A ruse of questionable legality which led ground controllers to call back a light plane bearing a Cal Tech senior attempting a daring escape from his undergraduate pursuers.

This surprise attack on university decorum, costing over the years thousands of dollars in damage and untold hours of class time, happens every May on this grassy, tree-lined campus. Seniors suddenly disappear, the remaining undergraduates try in the most bizzare fashion to break into their rooms and university administrators see it all as a possible key to the unquestioned superiority of American technology:

"It is a lot like science is," said Cal Tech news bureau director Dennis Meredith. "The problems are going to come out of the blue and off the wall. They are going to have to know how to improvise."

Americans like to think of scientists as eccentric, so Cal Tech has embraced the idea with a vengeance and created a tradition of pranksterism going back decades. Some of the most bizarre have already become cliches. During one year's version of "senior ditch day," which is what the students call the annual spring event, some undergraduates broke into a senior's room and were dissatisfied with the food and liquor that had been left for them. They disassembled the senior's Porsche, which he had unwisely left in the parking lot. When he returned in the evening he found the car reassembled -- in his room, with the motor running. The stunt has been repeated so often it now is considered passe.

Cal Tech's history of pranks isn't confined to the month of May. Budding nuclear physicists here reminisce about the great Rose Bowl hoax, in which Cal Tech commandos switched 2,300 card stunt instructions to be used by the University of Washington cheering section at halftime. The Washington director watched aghast as his signal to spell out "Washington" instead produced the huge letters for "Cal Tech." Instead of a Washington husky, a Cal Tech beaver then materialized and the message "buy bonds" came out "Buy blondes."

Freshman Scott Gordon, a long-haired biochemistry major, sees pranks as a way to relieve some of the pressures of study at one of the most competitive and distinguished scientific institutions in the world. Cal Tech, he said, "is sometimes like trying to drink from a fire hose."

Under the rules, mostly unwritten, seniors secretly pick a day in May and must be off campus by 8 a.m. or risk being chained to a tree, as one reportedly was Monday. They leave behind "stacks," intricate locks and puzzles which must be solved before their rooms can be entered.

Monday's "stacks" included computer programs, .28-caliber bullets to be fired through preselected holes, the mixing of certain chemicals (which misfired) and dozens of others. Many involved searches for clues hidden throughout the university.

One year a clue was wedged in a crack in the exterior wall five stories up on the outside of the nine-story Milliken Library. The dean of student affairs could be seen praying as an intrepid undergraduate rappelled down the side of the building to retrieve the piece of paper.

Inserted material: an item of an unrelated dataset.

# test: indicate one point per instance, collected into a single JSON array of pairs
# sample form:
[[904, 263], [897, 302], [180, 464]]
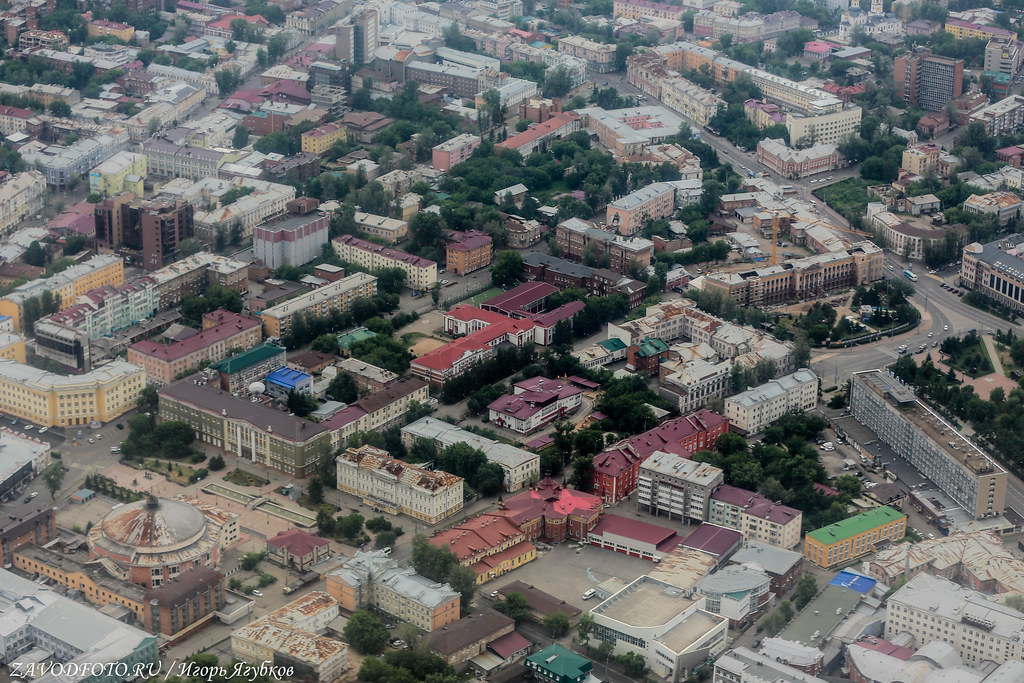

Ted Weverka, a 20-year-old sophomore, had been up all night Sunday working on a physics lab assignment when early morning scurrying in the halls told him the seniors were sneaking away.He and some friends solved one "stack" based in identifying rock types. One clue was a book by Nobel laureate physicist and Cal Tech professor Richard Feynman, so Weverka climbed 20 feet up the side of his dormitory to an old bas relief showing Copernicus, Newton and other scientific greats greeting God -- labeled "Feynman" by some unknown student. On top of the head of the God/physicist was the key to a senior's room.

One senior, a pilot, said he still had his room key and dared anyone to catch him. A team of students rushed to the El Monte airport, too late to prevent his takeoff, but invented a story that persuaded flight controllers to order him back. His pursuers grabbed him and got his key.

Senior Kelvin Wagner, 21, an applied physics major, left what he thought was a fairly simple "stack."

"If they poured liquid nitrogen on this lens it would close a relay to an 120 volt AC charge which would drop a large weight which would in turn pull out a nail to unlock the door," Wagner said.

As he spoke, university housekeeping supervisor Ivan Zwelling appeared on his annual survey of "ditch day" damage. Zwelling seemed amused by the week's events and said that students eventually repair or pay for all damage.